As I approached Marsden I found what I had been hoping for, Standedge Tunnels. The canal tunnel on the Huddersfield Narrow Canal, opened in 1811, is the longest (at 3.1 miles / 5km), the highest (at 643 feet / 196m above sea level) and deepest (at 636 feet / 194m at its deepest point) in Britain, and it can still be used by suitable narrowboats.

But that’s not all; there are also three railway tunnels running parallel to the canal, and all are linked by ‘adits’ or cross-tunnels so that the whole forms an underground matrix. Fascinating and inspiring.

Above the eastern portall of Standedge Railway Tunnels. The canal tunnel is just out of sight in the trees to the left of the railway.

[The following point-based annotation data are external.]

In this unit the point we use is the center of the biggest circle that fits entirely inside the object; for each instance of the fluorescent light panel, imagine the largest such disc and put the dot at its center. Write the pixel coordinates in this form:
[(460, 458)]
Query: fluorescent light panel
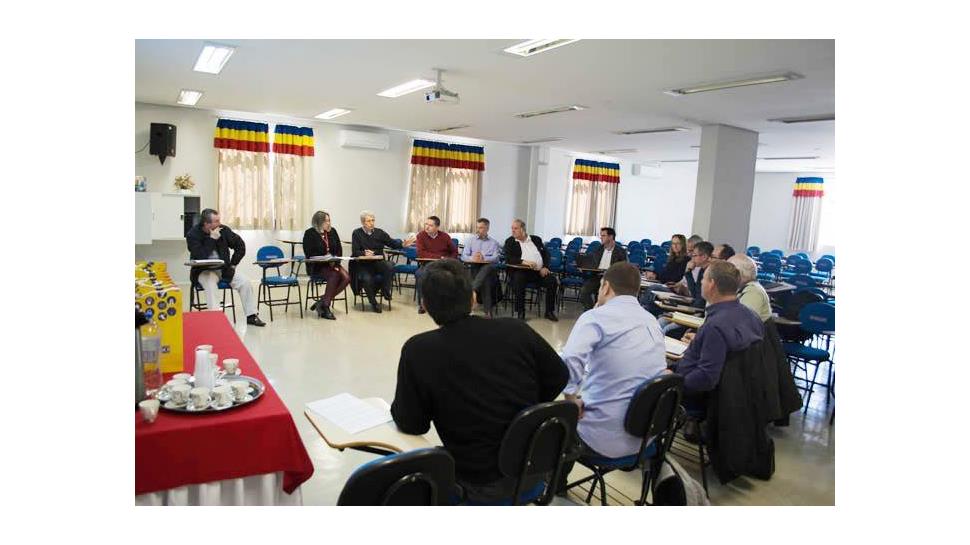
[(653, 131), (189, 97), (776, 78), (541, 45), (571, 108), (804, 119), (405, 88), (335, 112), (213, 58)]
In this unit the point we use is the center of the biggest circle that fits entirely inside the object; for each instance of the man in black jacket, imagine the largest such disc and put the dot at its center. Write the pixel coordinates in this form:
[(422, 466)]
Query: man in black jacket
[(528, 250), (606, 255), (209, 239), (471, 377)]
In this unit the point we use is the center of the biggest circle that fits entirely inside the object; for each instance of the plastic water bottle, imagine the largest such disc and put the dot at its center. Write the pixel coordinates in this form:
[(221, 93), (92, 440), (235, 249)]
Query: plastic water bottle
[(151, 352)]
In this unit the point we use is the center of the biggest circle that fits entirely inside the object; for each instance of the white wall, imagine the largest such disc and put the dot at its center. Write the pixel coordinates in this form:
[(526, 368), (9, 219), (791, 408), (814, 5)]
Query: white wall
[(346, 181)]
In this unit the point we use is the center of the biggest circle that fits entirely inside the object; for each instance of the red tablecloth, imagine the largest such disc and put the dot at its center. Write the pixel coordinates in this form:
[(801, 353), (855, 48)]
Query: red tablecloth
[(184, 449)]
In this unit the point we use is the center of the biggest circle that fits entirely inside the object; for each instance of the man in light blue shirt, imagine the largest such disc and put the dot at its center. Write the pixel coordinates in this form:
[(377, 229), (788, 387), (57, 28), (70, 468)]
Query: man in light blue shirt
[(481, 253), (612, 350)]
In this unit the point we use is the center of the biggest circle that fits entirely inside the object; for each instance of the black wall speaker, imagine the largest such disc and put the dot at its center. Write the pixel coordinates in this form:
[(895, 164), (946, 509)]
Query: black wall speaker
[(162, 142)]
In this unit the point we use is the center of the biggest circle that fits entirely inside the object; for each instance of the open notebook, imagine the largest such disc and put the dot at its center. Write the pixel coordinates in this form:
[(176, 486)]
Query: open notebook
[(694, 321)]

After breakfasting a second time in Marsden, I took to the moors – again – but at least the sun was bright enough to make them seem to shine – apart from Black Hill, that is: the moss really is darker on the top. And frankly, there was no practical alternative to the Pennine Way here. The path down from the summit of Black Hill is very slow; I only managed about 1.25 mph over loose stones and boulders, which (I can’t help it) I just find so dispiriting; it also meant I didn’t get as far today as I had intended.

The path from Marsden to Butterfly Reservoir.
Wessenden Head Reservoir (note how low the water level is) – the bracken seemed to shine.
Issues Road (not Roman) from near the top of Black Hill.
Descending from Black Hill I was surprised to find this small, isolated patch of slate, so crumbly that plants couldn’t get a grip.

I finnished the day with a gruelling ascent to Clough Edge, but it meant I would get a good start the next morning on the last stage of the Pennine Way.

Torside Reservoir from Clough Edge.
The spectacular view south-east from my pitch on Clough Edge, gorgeous in the evening sunlight.

Comments (1):

  1. Guy Harbottle

    19 July 2022 at 15:05

    Would I be right in saying that you have had enough of flattish, eventless moorland?